Many hospital organizations lack interoperability and integration. Most have ERP [enterprise resource planning] -based data, and now they have an electronic medical record that gives them information about individual patients; but they lack the integrated data coming from both the financial and clinical arenas, to give them an integrated view. Because they’re often being asked to improve clinical quality to bring costs under control. And today, they don’t have integrated data and information systems. The percentage of patient care organizations with truly integrated data is very low. Often, they can present some very basic summary-view data, but people lack the detailed information to make this all real. I think that the systems that are actually prepared to be able to do this type of informational analysis are very low, because it’s taken all their smartest people to put their electronic medical records in place. So they took some of their brightest IT and clinical people in order to focus on getting the EMR right. And though they may have seen the reporting needs and the transformational models coming, they had to put their best, most talented people on the EMR implementation projects. And so the timeframe is very tight. But this is also very time-intensive.
In fact, they’re still very much focused on meaningful use, and that’s sucking up a lot of resources, right?
Exactly. We are finding a small number of organizations that are doing all those things, that are finding a way to be able to accomplish everything, but they’re a small minority, of course. But we’re seeing an increase in discussions around data governance, and greater understanding of data and how it needs to be integrated. And often, people have used similar or even the same terms for different phenomena. And this is very technical, but it also requires broader understandings of processes and of types of data. So we’ve an increased number of discussions around data governance, which is essential, because without that governance, you only get a lot of data. You need the business, clinical, and IT people to come together, and you need their time in order to make this happen.
And the additional challenge is that many of these initiatives require the obtaining of data from outside your system as well.

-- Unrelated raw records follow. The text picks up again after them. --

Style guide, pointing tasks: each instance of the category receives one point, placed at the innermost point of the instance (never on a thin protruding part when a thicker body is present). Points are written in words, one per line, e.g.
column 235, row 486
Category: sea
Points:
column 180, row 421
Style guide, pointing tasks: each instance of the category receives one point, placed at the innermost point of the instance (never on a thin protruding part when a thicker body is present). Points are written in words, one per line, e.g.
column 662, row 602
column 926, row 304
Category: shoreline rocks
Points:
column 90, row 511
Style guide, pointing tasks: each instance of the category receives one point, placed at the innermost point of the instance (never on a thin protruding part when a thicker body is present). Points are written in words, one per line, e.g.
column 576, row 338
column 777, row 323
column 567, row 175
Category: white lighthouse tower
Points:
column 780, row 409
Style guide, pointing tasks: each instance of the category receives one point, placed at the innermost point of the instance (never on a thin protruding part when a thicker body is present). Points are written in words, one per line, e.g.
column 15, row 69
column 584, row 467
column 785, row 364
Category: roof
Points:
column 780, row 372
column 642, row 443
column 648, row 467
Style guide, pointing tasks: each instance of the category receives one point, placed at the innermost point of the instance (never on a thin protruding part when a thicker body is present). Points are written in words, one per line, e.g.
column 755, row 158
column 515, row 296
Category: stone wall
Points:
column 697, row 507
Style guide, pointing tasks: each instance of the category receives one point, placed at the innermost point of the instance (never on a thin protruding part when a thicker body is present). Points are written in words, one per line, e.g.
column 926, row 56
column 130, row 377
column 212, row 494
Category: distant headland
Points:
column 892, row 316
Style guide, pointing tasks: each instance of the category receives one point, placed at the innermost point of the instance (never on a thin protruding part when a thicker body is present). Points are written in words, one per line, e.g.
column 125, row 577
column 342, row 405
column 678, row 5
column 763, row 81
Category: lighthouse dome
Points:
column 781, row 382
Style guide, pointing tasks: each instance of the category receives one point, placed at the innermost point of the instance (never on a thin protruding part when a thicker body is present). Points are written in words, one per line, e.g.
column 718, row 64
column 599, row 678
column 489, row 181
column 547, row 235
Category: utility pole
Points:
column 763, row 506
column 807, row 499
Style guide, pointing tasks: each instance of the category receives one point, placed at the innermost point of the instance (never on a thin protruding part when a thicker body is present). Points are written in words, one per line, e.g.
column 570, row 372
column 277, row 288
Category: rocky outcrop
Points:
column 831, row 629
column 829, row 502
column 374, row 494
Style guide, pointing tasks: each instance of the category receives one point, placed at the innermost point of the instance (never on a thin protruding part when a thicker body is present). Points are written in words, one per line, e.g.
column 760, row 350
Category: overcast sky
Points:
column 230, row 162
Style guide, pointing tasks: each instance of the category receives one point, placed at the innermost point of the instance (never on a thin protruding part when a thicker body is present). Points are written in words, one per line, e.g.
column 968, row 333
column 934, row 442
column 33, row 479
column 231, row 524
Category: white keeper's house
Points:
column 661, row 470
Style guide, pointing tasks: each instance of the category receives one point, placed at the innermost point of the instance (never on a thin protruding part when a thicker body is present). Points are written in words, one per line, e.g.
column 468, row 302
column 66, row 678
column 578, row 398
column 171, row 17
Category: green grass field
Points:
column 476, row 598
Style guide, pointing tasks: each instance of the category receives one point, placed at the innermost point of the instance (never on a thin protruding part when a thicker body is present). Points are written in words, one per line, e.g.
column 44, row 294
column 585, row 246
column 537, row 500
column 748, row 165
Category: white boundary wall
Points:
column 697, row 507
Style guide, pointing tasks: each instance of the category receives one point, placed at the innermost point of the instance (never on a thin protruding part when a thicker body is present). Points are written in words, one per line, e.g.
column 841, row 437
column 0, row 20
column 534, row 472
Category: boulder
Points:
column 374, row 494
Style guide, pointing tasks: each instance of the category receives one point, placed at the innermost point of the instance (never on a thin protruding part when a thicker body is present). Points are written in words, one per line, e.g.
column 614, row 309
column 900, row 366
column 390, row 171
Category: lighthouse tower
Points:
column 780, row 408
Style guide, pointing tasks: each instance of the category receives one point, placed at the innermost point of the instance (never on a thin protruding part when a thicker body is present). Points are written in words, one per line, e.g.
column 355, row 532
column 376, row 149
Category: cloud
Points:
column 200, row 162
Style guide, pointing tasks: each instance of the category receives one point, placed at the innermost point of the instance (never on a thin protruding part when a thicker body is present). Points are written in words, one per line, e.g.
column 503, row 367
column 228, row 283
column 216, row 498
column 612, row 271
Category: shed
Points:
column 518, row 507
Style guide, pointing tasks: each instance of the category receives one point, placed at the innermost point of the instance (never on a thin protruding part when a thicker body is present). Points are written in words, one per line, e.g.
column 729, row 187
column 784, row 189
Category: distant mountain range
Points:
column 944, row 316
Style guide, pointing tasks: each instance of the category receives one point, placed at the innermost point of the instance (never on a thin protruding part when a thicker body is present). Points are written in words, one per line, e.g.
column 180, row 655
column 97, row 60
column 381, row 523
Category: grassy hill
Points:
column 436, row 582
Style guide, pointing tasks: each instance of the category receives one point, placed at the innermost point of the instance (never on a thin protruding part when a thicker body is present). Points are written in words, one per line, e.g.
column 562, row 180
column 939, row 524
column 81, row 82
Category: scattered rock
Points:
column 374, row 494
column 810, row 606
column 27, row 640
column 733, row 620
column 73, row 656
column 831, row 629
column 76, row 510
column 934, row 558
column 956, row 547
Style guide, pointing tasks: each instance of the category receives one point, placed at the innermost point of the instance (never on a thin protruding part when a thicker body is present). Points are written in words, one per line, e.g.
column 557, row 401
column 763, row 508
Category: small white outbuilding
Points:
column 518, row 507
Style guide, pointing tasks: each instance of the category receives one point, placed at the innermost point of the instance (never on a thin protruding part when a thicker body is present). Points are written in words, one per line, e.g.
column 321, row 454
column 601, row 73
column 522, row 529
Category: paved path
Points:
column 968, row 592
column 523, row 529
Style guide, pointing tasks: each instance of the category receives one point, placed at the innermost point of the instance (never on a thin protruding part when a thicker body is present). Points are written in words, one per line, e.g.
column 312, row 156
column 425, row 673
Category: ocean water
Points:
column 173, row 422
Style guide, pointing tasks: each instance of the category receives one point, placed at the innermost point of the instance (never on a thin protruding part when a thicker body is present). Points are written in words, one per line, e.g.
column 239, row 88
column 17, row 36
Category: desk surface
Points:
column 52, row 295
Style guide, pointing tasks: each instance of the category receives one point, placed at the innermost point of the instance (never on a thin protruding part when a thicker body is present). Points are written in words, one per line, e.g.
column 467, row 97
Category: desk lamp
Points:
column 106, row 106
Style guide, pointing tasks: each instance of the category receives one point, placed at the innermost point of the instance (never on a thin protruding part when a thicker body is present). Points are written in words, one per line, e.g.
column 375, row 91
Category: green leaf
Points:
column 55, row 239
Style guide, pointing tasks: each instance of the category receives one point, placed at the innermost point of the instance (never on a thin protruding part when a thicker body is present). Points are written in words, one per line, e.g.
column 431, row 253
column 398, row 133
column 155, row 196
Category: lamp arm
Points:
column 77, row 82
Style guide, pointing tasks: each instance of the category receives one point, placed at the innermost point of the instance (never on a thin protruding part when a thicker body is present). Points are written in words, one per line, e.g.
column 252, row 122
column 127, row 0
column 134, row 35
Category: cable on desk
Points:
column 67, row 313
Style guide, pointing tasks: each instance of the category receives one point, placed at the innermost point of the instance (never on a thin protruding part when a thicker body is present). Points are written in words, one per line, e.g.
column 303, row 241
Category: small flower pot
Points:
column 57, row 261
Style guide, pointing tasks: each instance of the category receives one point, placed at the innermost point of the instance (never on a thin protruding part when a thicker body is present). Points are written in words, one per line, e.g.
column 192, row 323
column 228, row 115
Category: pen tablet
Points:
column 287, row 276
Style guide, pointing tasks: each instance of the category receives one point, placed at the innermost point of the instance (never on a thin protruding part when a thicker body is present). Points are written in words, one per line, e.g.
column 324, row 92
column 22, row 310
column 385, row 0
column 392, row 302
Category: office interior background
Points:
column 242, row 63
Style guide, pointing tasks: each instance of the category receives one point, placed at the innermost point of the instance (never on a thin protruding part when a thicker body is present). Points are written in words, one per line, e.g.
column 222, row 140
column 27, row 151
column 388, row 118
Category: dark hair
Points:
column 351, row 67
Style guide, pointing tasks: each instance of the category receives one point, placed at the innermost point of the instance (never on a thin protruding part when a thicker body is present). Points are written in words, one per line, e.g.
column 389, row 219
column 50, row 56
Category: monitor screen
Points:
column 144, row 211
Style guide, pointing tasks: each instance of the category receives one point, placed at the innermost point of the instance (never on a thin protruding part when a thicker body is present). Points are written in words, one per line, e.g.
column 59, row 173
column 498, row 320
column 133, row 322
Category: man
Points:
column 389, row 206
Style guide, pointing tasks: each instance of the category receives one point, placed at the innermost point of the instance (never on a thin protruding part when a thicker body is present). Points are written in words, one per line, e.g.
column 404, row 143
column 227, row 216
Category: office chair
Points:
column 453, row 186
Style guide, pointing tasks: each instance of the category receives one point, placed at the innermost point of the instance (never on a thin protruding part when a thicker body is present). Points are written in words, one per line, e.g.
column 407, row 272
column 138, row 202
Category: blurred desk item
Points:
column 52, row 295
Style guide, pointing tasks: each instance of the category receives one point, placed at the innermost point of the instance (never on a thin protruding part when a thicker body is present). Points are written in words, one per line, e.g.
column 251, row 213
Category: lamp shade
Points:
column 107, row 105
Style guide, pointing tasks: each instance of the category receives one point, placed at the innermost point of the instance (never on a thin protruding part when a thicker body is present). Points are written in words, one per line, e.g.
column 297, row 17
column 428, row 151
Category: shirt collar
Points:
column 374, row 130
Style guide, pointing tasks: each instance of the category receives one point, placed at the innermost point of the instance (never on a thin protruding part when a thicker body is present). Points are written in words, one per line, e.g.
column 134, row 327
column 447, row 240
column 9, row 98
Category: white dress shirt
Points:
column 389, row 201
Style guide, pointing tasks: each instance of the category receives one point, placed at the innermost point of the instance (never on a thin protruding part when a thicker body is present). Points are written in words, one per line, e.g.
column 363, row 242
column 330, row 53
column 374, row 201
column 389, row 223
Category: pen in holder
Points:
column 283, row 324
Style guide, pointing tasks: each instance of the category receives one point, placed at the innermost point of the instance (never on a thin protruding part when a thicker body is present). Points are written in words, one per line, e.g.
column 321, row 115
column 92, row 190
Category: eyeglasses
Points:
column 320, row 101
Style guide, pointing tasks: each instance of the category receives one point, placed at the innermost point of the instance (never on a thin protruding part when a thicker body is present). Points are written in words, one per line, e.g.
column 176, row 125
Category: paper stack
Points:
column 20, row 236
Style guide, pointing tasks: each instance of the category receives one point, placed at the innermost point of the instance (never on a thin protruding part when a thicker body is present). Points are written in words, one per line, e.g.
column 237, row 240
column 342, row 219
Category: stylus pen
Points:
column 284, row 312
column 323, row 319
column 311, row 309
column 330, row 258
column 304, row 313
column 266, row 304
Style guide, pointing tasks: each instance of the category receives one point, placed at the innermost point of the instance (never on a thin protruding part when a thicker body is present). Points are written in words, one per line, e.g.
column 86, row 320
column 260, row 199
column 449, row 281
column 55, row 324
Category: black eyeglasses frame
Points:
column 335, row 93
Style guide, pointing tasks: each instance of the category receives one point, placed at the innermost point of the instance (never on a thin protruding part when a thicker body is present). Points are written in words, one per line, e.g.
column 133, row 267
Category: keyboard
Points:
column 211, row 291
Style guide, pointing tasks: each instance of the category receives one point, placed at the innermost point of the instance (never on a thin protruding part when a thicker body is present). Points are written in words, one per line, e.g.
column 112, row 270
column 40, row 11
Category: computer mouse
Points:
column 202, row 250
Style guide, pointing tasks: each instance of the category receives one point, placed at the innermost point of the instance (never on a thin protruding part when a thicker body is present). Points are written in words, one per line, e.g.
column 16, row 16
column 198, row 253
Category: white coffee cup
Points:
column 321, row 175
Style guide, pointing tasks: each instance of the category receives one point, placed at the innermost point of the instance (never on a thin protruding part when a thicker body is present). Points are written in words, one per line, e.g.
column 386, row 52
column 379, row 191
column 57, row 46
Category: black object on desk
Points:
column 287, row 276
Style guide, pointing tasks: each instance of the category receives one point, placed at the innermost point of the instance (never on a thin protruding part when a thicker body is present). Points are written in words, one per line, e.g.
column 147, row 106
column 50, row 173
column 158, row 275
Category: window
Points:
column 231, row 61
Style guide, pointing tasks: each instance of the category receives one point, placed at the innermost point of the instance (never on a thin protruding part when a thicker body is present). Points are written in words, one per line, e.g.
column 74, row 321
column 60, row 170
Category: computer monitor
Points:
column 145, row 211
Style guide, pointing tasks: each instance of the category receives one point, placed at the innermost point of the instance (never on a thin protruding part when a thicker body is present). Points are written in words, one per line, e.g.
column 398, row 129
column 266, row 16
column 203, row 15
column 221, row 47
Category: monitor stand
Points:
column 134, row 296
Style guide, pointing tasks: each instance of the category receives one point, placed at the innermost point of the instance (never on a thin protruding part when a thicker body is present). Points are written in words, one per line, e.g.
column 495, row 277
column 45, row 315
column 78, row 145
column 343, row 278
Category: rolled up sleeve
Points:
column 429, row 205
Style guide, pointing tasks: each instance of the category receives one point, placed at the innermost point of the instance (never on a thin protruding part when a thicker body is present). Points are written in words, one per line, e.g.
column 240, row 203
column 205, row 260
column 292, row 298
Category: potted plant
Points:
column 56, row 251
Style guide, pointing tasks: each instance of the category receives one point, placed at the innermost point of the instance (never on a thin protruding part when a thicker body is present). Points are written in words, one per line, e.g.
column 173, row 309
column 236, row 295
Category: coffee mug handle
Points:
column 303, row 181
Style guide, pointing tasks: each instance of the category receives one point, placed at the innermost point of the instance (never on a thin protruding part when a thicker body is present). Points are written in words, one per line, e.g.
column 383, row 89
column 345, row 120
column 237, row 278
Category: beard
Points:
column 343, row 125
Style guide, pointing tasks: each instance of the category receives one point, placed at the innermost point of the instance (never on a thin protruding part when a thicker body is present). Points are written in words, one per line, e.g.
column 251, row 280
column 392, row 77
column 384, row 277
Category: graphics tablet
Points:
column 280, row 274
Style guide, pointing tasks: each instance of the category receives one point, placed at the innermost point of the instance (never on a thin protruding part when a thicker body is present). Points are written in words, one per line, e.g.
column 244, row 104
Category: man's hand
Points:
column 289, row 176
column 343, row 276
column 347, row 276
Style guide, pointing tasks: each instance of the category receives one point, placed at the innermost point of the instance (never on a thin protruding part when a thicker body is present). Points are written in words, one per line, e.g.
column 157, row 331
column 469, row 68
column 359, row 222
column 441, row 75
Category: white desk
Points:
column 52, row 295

And this makes you start to think about prioritizing these cases, and not trying to build it all at once, because it’s too big; but being very specific about analytic uses, so that you can create the data collection required to support the changing business needs. The good news is that the amount of data shouldn’t be mammoth; it should be very specific in focus. And you need to move to a prioritize-it-and-they-will-use-it mentality; because if you gain their buy-in, you have a much better chance of people using that data effectively. And going back to our top ten, it’s figuring out how to plan all this and get to agile, skilful use of data across those silos.
And what’s happened is that in some cases, the HIT implementation has resulted in new data and analytic capabilities. The reporting solution that might have come packaged with your electronic medical record might have pushed data into your data mart, and if you implement it and give people access to it, there are collections of data departmentally, but that process won’t have provided your organization with integrated information across the multiple data systems. And if you give people free access to large piles of data, you make the IT people wonder why they have access to that data, and what they’re doing with it. The reality is that many people have access to data in organizations; and you don’t always know how people are actually using the information. So it creates a different type of data governance and decision-making. Because we can’t turn everything off until we figure it all out at once.
But these new reporting capabilities exist, and they change what people could do with this information.
Per the report’s section on “BYOD” [bring your own device policies], do you have any thoughts?
Yes, 20 percent of breaches reported nationally were associated with BYOD situations. So it’s not an insignificant issue, and is worthy of some mention. But I think the bigger story in the paper really is the requirements around integrated analytics to drive so many different business purposes, and understanding that you can’t do everything at once, and that you have to prioritize. And data security policies naturally flow out of that. Because 2013 is the year of data, no longer the time of information systems—perhaps the year of integrated data. And I think within the year, you’ll see the leaders pull away significantly from the laggards in their use of data analytics.